Amores binacionales

 Dicen que uno no debería regresar a los lugares en los que ha sido feliz y, según eso, yo no debería haber vuelto a la metrópolis de mi infancia. Pero lo he hecho muchas veces y nunca, ni en sus peores momentos, me ha decepcionado.

Muchos conocidos ya han escuchado hasta el cansancio esta perorata: la primera gran ciudad que conocí fue la capital de Venezuela, mi segunda patria, y para una niña de 7 años que aun creía en seres sobrenaturales y en que los muertos resucitaban, fue una experiencia mágica y de colores, sabores y sensaciones inolvidables.

Recuerdo llegar de noche y transitar a toda velocidad por una autopista que parecía flotar sobre el suelo (de hecho lo hacía), rodeada de inmensos edificios y avisos luminosos como los que se veían en las películas gringas, después de haber saboreado en las paradas del camino un café delicioso, más rico y más fuerte que el de mi propio país; unas arepas que parecían tener mil variedades para escoger; y ver en esos mostradores dulces y galletas (Sorbeticos, Nucita, Torontos) que en mi vida había conocido. Todo, desde el viaje en carro hasta mandarnos a dormir cuando parábamos en las alcabalas para que los guardias no nos pidieran papeles, era misterioso y emocionante.

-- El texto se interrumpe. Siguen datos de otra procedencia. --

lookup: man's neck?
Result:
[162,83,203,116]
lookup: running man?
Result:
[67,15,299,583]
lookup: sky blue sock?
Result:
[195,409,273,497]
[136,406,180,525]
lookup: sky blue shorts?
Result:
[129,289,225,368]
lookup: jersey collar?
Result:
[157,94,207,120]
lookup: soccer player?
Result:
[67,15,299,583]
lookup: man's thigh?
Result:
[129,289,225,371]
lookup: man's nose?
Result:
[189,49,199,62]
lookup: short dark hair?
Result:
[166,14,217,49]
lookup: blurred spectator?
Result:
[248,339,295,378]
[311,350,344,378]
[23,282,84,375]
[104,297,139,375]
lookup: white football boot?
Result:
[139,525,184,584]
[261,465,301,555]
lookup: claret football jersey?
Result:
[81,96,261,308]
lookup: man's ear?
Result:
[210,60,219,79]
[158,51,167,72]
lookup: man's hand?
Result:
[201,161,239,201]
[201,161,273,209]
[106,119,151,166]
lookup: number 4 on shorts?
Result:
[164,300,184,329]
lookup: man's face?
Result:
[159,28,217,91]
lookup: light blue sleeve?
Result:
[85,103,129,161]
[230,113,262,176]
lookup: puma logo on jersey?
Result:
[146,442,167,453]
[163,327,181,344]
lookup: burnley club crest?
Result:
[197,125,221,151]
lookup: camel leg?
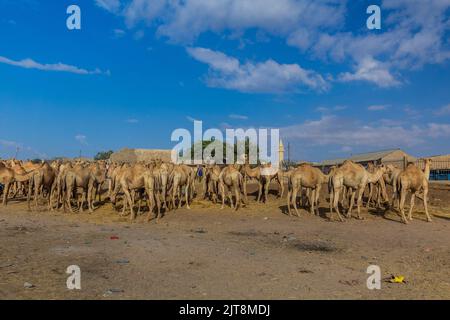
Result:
[66,188,73,213]
[172,184,178,210]
[408,192,417,221]
[347,189,356,219]
[287,187,292,217]
[3,182,11,207]
[184,184,191,210]
[292,187,301,218]
[34,182,40,210]
[219,183,225,210]
[48,182,56,211]
[356,187,365,220]
[366,183,373,209]
[177,185,182,209]
[234,183,241,211]
[330,187,344,222]
[123,188,136,221]
[423,188,432,222]
[400,186,408,224]
[146,188,159,222]
[87,185,96,213]
[309,189,316,215]
[314,184,322,215]
[227,187,234,209]
[27,179,34,211]
[256,180,262,202]
[264,180,270,203]
[156,192,161,223]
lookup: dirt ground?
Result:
[0,185,450,299]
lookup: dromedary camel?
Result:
[397,159,431,224]
[170,164,195,209]
[203,164,222,203]
[27,162,57,210]
[366,162,388,208]
[219,165,247,211]
[330,160,386,221]
[0,166,37,206]
[287,164,333,216]
[383,164,402,207]
[260,163,284,202]
[241,163,263,202]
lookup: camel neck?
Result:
[423,161,430,180]
[369,170,383,183]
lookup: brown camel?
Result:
[366,162,388,208]
[287,164,333,216]
[170,164,196,210]
[397,159,431,224]
[330,160,386,221]
[241,163,263,202]
[63,163,94,213]
[203,165,222,203]
[383,164,402,207]
[110,164,149,221]
[260,163,284,202]
[0,166,34,206]
[27,162,57,210]
[219,165,247,211]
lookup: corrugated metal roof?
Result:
[349,149,400,162]
[321,149,400,166]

Cuando llegamos, cansados, a nuestro destino, el olor del apartamento (¿A qué? No lo sé: a rancio y a nuevo, a desinfectante), el de la ciudad toda a smog, a comida china (cada país tiene su olor, lo descubrí después cuando fui a Buenos Aires) se me quedó grabado para siempre, como el de esa juguetería con un nombre poco sugestivo, la General Import, en la que había de todo lo que un niño pudiera desear. Y el metro ¡guau! Nunca había sentido esa sensación de aceleración y desaceleración más que en el Gravitrón de las ciudades de hierro: llegar con el cuerpo tan rápido al destino que la mente no terminaba de enterarse (como creo que dijo alguna vez García Márquez sobre viajar en avión).

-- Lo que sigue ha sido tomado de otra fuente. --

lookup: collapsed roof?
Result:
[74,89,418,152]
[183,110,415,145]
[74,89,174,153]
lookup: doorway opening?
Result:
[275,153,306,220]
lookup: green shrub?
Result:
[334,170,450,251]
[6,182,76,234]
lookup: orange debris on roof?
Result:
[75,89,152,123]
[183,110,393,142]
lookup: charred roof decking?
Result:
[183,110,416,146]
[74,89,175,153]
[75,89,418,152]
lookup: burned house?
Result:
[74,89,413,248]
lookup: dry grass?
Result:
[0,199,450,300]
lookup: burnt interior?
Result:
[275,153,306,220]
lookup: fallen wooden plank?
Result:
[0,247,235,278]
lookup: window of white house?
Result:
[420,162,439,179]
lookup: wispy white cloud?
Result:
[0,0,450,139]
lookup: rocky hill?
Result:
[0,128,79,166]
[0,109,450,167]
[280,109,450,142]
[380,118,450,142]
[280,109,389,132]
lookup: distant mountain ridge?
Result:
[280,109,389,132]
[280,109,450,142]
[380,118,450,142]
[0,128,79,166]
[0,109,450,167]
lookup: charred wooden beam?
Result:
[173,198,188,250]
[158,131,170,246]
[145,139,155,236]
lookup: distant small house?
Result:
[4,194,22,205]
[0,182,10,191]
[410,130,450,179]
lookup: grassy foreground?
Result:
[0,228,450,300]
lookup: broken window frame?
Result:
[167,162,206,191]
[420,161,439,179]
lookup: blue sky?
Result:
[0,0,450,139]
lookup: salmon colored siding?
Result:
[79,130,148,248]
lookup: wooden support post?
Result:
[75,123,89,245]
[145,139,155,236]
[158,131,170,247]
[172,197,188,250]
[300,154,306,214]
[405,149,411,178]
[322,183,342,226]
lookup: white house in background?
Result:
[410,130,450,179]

Fue mi primera vez en un zoológico, mi primer helado en un Mc Donalds, mi primera hamburguesa en Burguer King (lo siento ¡soy hija de los 80s!) y cómo no, ¡la playa! Aunque había conocido el mar en San Andrés más pequeña, pero estar en una ciudad con mucho tráfico, rodeada de montañas y con casas enclavadas en sus faldas, atravesar un túnel y ¡zuaz! Verlo allí esperándonos, con su pescado y su tostón (patacón) con ensalada de zanahoria y repollo rallados y mucho pero mucho queso y salsas por encima ¡Era una delicia!. El chocolate en el cerro El Ávila, ataviados con ropas de invierno como si estuviéramos en Saint Tropez, la subida en teleférico y ver desde arriba los edificios pequeñitos; el cochino frito con cachapa en el Junquito (un pueblito a una hora de Caracas); las fresas en la Colonia Tovar (un poco más allá)... Los sánduches de jamón y queso que eran de un nivel superior por sus ingredientes (un jamón de primera y un queso delicioso), también los cachitos (una especie de croissants), los pastelitos de pavo y queso crema, la paella, la sangría, la reina pepiada, el pasticho (la lasaña de aquí) y tantos platos insuperables que hicieron que al regresar a mi país papero y desabrido casi no pudiera tolerar su comida insípida.

Todavía escucho las gaitas y no puedo dejar de recordar las salidas de noche a patinar en el paseo Los Próceres; esa misa de gallo a la que fuimos, felices, de madrugada; la alegría de los vecinos que parecían conocernos de toda la vida ¡Qué país alucinante! Y estaba ahí al lado, más cerca que la fría, en todos los sentidos, Bogotá... 

¡Qué amor tan temprano y tan eterno por ti, mi Caracas!